The Review of Economics and Statistics 2013 95(3), 919-931
This paper investigates whether breastfeeding affects 5- to 6-year old children's cognitive development using three U.S. longitudinal data sets. The results for the full samples roughly point to a dose-response effect of breastfeeding on children's cognitive outcomes, with breastfeeding six months or more associated with about one-tenth of a standard deviation increase in cognitive test scores. The breastfeeding effects do not appear to be due to differences in maternal employment, cognitive ability, or parenting skills. In contrast, within-sibling results show no statistically significant breastfeeding effect.
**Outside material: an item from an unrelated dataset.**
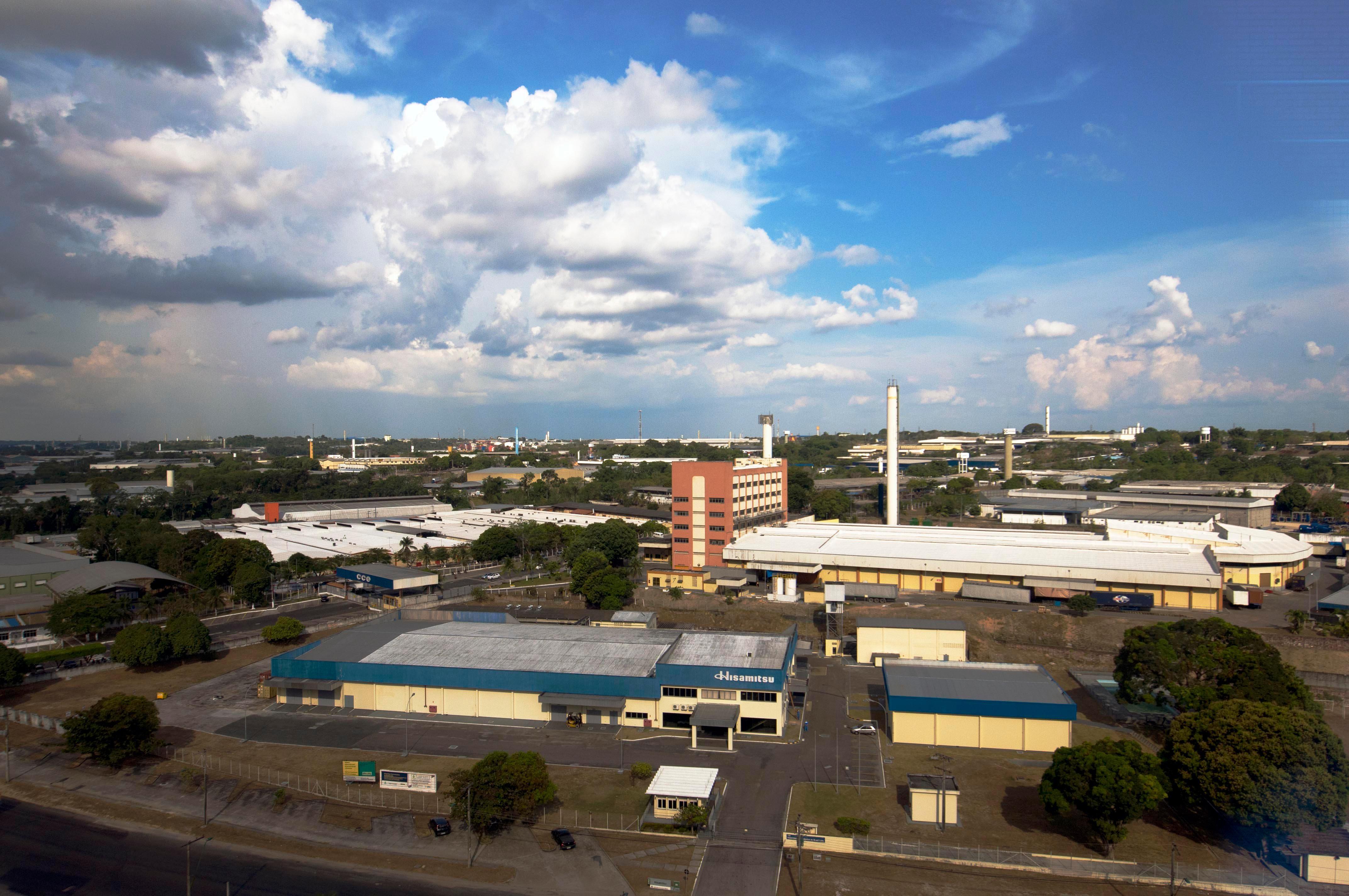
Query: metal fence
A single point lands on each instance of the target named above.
(354, 794)
(1078, 865)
New Orders and Asset Prices

Review of Financial Studies 2013 26(1), 115-157
[We investigate the asset pricing and macroeconomic implications of the ratio of new orders (NO) to shipments (S) of durable goods. NO/S measures investment commitments by firms, and high values of NO/S are associated with a business cycle peak. We find that NO/S proxies for a short-horizon component of risk premia not identified in prior work. Higher levels of NO/S forecast lower excess returns on equities and many types of bonds, at horizons from one month to one year. These effects are generally robust to the inclusion of common return predictors and are significant on an out-of-sample basis as well. We also address the term structure of risk premia by constructing a similar ratio to measure longer-term investment commitments, which predicts returns primarily at longer horizons.]

Resolution of financial distress: A theory of the choice between Chapter 11 and workouts

Journal of Financial Stability 2013 9(2), 196-209
We model the reorganization decision of distressed firms. One of the novel features of our paper is that we examine the asset and liability side restructuring decisions jointly to resolve financial distress. Secondly, we model several institutional features of coping with financial distress such as debtor-in-possession financing, prepackaged bankruptcies, and asset sales. In our model, asset liquidity, indirect costs of financial distress, and the option value of equity are the determinants of the choice between Chapter 11 reorganizations and workouts. The model develops several testable predictions, some of which are novel and others of which are able to explain previously documented empirical results.